I noted the tremor in her hands. The goddess realized exactly what I was constructing over the course of these subjective months. If I could fold an active construct inside my body safely without ripping my mana lines to shreds, it meant my void space was no longer a bag. It was becoming a continent. I possessed an unlimited capacity to literally build and store a localized remote kingdom explicitly within myself. An undetectable moving fortress.

Syntheia met my eyes, and beneath her immaculate facade of respect, I saw a genuine, profound spark of fear. It wasn't terror at me, but a primal dread of what I fundamentally represented. She worshipped the Primordial legend, but looking directly at a being designed to operate a rogue reality entirely from his own ribcage frightened her deeply.

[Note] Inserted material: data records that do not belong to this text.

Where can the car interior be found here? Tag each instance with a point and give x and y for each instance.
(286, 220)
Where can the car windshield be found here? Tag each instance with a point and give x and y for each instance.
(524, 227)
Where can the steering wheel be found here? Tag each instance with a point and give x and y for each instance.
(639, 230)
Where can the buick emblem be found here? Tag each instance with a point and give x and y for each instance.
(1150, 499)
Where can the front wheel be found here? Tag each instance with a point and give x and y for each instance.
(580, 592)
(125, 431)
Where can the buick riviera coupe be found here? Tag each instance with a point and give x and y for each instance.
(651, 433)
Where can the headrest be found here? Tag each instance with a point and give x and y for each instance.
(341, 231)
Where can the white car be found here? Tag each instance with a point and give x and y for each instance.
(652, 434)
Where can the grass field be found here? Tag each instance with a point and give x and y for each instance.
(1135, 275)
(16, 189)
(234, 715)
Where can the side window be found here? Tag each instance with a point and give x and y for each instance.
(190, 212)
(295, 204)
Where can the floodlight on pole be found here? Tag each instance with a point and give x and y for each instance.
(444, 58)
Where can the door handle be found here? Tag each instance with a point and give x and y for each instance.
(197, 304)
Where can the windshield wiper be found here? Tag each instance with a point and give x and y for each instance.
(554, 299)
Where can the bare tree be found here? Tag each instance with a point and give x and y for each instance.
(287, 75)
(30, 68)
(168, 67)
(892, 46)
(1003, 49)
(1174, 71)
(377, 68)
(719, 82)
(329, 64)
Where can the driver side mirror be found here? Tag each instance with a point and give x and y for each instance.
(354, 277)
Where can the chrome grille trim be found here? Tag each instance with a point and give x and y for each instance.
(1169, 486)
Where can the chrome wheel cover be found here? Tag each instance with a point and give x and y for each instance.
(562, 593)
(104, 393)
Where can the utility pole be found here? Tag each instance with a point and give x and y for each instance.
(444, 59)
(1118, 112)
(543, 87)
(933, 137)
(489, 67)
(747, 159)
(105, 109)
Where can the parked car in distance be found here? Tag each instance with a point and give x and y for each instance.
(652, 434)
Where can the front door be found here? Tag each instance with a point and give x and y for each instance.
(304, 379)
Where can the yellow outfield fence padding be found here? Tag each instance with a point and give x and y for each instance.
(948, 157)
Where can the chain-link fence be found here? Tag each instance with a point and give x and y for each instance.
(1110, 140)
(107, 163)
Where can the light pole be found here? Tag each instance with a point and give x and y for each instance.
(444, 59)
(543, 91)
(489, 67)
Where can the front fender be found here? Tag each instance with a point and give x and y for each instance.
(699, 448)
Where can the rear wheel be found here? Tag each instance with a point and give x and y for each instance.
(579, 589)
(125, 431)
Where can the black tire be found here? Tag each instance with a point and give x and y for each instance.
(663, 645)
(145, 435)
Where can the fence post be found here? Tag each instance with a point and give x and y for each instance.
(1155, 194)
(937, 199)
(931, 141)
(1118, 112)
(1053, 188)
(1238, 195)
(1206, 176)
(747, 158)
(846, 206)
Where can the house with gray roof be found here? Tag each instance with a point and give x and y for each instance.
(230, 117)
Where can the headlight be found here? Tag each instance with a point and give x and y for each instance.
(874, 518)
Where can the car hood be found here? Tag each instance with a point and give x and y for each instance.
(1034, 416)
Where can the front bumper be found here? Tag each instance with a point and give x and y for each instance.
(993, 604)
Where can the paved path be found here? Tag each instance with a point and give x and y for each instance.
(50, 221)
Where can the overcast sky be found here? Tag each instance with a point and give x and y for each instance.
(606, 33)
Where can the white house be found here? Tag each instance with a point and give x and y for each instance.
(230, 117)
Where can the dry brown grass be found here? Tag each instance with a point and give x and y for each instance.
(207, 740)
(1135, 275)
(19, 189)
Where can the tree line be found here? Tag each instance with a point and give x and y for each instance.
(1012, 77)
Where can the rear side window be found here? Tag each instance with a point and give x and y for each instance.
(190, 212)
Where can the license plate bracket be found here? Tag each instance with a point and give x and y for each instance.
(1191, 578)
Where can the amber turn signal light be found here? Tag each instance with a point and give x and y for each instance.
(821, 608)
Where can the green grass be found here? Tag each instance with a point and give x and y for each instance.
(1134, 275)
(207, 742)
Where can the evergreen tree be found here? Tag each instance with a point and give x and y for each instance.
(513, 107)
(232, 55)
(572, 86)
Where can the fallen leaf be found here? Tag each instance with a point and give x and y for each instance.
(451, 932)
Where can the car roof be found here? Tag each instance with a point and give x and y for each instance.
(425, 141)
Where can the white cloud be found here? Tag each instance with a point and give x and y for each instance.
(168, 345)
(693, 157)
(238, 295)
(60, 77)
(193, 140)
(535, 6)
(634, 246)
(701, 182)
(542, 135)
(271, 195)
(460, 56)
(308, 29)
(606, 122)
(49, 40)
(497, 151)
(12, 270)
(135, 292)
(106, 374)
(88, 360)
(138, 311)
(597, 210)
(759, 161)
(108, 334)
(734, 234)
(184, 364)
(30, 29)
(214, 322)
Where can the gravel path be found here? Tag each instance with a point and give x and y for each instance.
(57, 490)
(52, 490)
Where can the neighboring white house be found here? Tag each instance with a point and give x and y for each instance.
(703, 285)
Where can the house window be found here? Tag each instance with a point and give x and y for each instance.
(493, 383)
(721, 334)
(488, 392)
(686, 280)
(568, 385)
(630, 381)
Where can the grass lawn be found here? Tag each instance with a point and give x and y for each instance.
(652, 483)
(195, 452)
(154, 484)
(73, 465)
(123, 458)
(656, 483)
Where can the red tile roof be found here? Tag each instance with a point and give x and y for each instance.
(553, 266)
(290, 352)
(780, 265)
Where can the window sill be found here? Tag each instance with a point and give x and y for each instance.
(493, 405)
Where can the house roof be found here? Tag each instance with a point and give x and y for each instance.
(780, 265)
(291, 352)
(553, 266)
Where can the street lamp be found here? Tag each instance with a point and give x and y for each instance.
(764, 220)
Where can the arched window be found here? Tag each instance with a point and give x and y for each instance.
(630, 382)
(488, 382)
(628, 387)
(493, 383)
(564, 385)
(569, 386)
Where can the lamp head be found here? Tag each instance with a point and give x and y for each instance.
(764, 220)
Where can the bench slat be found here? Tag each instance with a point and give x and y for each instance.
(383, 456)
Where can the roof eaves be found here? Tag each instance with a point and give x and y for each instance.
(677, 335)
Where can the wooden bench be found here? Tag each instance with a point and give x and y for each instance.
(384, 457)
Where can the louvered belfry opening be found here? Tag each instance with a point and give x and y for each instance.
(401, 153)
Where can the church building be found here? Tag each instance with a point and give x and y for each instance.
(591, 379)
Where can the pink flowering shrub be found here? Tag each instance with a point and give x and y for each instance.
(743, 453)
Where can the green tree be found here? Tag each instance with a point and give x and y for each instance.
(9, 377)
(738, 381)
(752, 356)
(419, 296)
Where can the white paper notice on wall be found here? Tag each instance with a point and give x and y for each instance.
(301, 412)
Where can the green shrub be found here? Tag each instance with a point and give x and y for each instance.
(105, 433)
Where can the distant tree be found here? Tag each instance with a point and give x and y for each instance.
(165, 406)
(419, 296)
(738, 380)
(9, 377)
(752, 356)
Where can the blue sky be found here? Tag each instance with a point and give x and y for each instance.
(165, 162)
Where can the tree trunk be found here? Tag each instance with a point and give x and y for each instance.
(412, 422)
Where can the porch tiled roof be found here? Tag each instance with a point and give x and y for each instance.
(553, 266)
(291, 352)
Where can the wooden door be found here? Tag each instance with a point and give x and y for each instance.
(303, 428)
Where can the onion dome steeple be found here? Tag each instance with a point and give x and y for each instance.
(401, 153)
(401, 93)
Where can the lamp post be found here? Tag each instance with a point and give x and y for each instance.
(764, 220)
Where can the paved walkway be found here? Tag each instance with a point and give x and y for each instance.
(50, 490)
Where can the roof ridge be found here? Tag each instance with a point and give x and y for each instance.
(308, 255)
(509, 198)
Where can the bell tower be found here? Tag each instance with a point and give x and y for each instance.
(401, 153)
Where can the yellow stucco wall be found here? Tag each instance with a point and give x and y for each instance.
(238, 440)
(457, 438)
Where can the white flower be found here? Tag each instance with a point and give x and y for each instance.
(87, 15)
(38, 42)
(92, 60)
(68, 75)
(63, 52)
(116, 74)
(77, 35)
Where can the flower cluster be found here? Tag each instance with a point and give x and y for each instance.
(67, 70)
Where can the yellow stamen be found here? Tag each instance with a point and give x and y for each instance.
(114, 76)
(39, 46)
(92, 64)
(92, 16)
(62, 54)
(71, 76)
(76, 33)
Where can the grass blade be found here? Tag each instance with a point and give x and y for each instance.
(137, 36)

I pretended not to notice. Reassuring an Ascendant was outside my current payroll.

"Let's move onto harmonic friction tests," I suggested evenly, pulling up another mana simulation as Crys returned to the courtyard cracking her knuckles for another bout. "I think I finally figured out how to make localized gravity entirely selective within a strike. Try to hit me from a temporal skip again, Crys. I've got a new countermeasure."

She flashed an eager, wicked smile.

"Bring it, old man," Crys mocked.

The year ground on, paid in sweat, conceptual bruises, and the slow, inexorable evolution of my personal dominion.